As a photojournalist, Taylor has worked in conflict zones in Kashmir, Afghanistan and Iraq. Those experiences gave him an idea of what happens to communities after a calamity like the Boulder shootings.

“It has made me a lot more sympathetic to people who experience trauma. When you witness it firsthand, and have done so repeatedly, you have a greater maturity and more understanding of the rippling effect.”

While the national attention faded quickly, Boulder’s residents are still coping with the tragedy.

“We’re still here,” Taylor said. “It happened in our backyard.”

The portrait gallery is meant to document the community’s pain and ongoing recovery, he said.

His current job as a professor at the nearby University of Colorado gave him the time and perspective to work on the project as those rippling effects became apparent.

Altogether, about 70 people appear in Taylor’s portraits, including Boulder’s police chief, dispatchers, King Soopers employees and customers, and mental health workers who have offered support since the shooting.
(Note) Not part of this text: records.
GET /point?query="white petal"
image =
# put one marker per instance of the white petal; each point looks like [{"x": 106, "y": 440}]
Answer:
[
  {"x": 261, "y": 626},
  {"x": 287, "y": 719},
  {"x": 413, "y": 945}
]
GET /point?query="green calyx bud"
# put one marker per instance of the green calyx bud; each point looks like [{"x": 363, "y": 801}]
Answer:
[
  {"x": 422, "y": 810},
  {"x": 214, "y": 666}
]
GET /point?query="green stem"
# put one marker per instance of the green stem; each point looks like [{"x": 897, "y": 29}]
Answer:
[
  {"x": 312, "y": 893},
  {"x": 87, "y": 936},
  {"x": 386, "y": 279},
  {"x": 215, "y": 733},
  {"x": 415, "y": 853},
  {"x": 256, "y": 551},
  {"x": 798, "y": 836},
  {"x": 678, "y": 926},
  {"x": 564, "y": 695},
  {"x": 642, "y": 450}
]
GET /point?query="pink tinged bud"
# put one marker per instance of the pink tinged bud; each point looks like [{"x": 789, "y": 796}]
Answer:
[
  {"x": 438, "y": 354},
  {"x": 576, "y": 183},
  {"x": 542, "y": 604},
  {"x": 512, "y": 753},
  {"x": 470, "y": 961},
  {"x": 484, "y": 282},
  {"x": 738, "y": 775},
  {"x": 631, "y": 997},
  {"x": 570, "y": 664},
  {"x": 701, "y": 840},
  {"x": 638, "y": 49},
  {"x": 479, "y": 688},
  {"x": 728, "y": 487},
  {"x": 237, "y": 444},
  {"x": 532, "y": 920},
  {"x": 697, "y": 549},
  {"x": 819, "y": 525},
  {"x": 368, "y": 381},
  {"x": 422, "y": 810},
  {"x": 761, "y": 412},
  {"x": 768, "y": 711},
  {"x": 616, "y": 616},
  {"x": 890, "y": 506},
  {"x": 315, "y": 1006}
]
None of the families who lost loved ones are pictured, although the invitation is open to them.

The Boulder Strong exhibit is open at the Museum of Boulder through April 10. Taylor also has a website featuring the photos and brief audio interviews with some of the people who posed for him. 

“I’m reminded of the power of documentary as a vehicle for healing,” he said. “When we’re seen and when we’re heard, it helps connect us, and my hope is that it will make us be a bit kinder to each other.”